Homeland Security to be put in charge of info "sharing"
Homeland Security to be put in charge of info sharing
By Elizabeth Weise and Gregory Korte, USA TODAY 11:40 a.m. EST February 13, 2015
SAN FRANCISCO — President Obama will announce a new executive order on the sharing of cybersecurity threats and information at Friday's cybersecurity summit at Stanford University, the White House said.
Most importantly to Silicon Valley, the president's proposal is expected to cement the role of the Department of Homeland Security, rather than the National Security Agency, as the government lead for information-sharing with the private sector.
"Hopefully the rules will prohibit the use of the information shared being used for surveillance," said Greg Nojime, a senior counsel with the Center for Democracy and Technology in Washington D.C.
Given the anger and anxiety that resulted from revelations by Edward Snowden about the extent of NSA surveillance, knowing that Homeland Security is in charge may calm concerns among Valley companies.
Many tech companies have dealt with extensive push back from their customers both in the United States and overseas over the issue of privacy and protection of the information they hold.
The intent of the executive order is to create a process for establishing rules of the road on information sharing between the privacy sector and the government, Nojime said.
This would be in the form of a hub-and-spoke system, where companies would share information with the government, which would then send it back out to other companies.
However, the president's order wouldn't provide protection from liability for the companies doing the sharing.

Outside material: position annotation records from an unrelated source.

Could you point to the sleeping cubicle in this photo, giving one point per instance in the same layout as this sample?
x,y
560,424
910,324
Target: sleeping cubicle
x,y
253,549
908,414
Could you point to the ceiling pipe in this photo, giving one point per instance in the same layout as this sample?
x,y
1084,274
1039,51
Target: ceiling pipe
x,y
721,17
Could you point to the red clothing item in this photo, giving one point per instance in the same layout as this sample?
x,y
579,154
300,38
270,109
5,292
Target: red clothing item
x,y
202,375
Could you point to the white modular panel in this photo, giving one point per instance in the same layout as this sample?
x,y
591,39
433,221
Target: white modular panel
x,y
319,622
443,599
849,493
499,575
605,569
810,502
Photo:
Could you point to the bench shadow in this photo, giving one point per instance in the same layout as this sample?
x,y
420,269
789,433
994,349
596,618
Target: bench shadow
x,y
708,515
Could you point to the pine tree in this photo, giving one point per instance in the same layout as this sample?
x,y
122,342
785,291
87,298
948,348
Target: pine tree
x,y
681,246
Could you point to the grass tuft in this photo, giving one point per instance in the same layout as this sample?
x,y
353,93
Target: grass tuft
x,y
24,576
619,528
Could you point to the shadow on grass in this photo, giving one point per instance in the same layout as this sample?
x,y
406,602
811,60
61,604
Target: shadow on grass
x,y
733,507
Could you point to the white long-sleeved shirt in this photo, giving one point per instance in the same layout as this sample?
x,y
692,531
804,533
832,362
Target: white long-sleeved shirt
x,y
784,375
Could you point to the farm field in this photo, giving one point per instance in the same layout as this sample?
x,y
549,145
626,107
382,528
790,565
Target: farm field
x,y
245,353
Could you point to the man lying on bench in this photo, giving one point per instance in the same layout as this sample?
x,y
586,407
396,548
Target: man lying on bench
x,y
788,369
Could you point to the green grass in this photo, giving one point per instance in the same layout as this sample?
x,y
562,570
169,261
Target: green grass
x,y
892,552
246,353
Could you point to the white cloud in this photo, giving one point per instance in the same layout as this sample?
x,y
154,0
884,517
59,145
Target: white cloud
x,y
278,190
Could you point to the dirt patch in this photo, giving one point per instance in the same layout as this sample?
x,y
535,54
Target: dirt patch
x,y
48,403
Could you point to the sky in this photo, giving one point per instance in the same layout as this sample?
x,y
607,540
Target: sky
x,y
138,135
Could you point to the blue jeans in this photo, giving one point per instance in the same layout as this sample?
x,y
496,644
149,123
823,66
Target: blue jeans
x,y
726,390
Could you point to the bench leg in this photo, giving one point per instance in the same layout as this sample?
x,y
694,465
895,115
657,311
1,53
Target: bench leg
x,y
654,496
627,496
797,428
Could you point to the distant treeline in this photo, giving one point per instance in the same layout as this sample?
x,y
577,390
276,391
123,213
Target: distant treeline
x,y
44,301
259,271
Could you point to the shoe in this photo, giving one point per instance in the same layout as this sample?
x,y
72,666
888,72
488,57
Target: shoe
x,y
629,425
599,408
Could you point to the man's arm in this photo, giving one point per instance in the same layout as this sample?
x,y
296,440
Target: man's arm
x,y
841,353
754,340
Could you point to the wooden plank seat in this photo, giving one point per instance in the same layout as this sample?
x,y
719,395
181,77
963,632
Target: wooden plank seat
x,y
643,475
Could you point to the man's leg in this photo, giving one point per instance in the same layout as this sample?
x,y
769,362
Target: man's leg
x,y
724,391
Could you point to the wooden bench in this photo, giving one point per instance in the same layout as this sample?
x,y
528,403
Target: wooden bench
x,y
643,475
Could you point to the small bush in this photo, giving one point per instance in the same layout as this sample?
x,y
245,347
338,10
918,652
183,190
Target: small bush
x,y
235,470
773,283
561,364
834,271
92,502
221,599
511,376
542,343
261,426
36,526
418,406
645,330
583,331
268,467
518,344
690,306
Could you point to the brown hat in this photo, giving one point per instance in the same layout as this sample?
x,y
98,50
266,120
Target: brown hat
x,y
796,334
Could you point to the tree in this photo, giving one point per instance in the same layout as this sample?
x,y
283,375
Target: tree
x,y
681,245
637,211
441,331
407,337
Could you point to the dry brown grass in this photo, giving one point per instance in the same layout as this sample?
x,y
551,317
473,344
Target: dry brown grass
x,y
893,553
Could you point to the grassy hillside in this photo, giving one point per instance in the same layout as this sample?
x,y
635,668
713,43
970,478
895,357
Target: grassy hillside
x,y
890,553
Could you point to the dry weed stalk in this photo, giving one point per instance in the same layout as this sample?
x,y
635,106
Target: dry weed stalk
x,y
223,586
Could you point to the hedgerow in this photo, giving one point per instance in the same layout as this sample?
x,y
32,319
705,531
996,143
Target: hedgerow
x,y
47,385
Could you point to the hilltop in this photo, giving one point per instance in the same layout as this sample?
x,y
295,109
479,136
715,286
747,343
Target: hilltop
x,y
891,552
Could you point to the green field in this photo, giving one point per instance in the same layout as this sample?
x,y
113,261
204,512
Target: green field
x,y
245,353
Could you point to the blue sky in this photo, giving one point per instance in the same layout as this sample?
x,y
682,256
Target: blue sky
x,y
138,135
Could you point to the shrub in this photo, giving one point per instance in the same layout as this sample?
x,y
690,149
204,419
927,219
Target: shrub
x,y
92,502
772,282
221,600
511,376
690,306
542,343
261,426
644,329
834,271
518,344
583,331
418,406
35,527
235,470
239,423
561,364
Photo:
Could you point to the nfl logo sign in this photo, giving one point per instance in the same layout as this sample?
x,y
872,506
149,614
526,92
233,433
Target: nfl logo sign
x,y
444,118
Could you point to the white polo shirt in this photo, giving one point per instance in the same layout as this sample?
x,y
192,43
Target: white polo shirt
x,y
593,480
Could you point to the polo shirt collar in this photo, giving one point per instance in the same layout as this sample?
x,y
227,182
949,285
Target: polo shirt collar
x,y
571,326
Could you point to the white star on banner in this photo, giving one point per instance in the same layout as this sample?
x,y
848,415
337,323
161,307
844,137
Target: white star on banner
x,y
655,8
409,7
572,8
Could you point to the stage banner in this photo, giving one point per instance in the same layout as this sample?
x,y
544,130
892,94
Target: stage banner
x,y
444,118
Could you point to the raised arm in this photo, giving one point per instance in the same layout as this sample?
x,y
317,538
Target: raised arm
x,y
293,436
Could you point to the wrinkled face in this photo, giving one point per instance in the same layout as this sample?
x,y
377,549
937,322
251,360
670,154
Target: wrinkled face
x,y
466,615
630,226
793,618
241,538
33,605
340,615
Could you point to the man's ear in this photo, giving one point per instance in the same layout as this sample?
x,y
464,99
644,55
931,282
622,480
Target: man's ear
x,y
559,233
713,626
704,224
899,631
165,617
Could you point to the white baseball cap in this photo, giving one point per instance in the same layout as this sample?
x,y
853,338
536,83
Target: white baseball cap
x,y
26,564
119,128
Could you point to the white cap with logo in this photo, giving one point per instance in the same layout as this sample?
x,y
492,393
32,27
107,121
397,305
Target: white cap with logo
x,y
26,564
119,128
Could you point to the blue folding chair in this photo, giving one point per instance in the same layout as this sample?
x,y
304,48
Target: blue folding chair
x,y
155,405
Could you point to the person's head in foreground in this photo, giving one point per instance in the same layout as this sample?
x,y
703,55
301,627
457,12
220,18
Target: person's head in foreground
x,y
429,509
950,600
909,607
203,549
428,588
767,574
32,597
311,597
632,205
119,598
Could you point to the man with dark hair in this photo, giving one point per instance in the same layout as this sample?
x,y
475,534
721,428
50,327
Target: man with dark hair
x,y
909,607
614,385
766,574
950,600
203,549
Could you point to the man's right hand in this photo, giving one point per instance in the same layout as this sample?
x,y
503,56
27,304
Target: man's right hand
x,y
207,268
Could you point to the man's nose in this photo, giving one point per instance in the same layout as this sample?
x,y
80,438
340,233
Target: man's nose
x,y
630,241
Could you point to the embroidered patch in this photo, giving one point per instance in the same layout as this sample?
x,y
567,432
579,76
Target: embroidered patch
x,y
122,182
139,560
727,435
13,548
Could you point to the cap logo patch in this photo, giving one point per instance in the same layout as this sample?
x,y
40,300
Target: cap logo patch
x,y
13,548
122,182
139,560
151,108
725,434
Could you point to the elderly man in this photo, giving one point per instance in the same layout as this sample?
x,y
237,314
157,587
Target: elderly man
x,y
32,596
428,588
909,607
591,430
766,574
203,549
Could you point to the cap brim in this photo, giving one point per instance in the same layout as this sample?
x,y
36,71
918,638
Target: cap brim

That's why it doesn't happen now, said Avivah Litan, a security analyst at the technology research company Gartner.
"There's no meaningful intelligence sharing because of all the lawyers. There's always the threat of lawsuits," she said.
Litan knew someone who was aware that the malicious software used in the Target breach had been seen by other companies "but he wasn't allowed to share the information, because five lawyers were threatening to sue him if he did," she said.
The only way to make information sharing possible is to create legal safe harbors where companies can disclose what they know without putting themselves at legal risk, she said.
That will require congressional action.
"Unilateral, top-down solutions will not solve America's cyber problems," said Cory Fritz, a spokesman for House Speaker John Boehner, R-Ohio. Instead of the executive order, he said, Obama should support cybersecurity bills passed by the House in the last Congress.
Instead, Obama has put forward his own bill encouraging the private sector to share cyberthreat information with the Department of Homeland Security's National Cybersecurity and Communications Integration Center.
The center will then share it with relevant federal agencies and private sector Information Sharing and Analysis Organizations (ISAOs in Washington-speak.)
It also requires the Department of Homeland Security and the Attorney General to develop guidelines for how the government gets, stores, uses and discloses cyberthreat indicators.
Obama is scheduled to give the luncheon address at the Whitehouse Cybersecurity Summit.
Gregory Korte reported from Washington.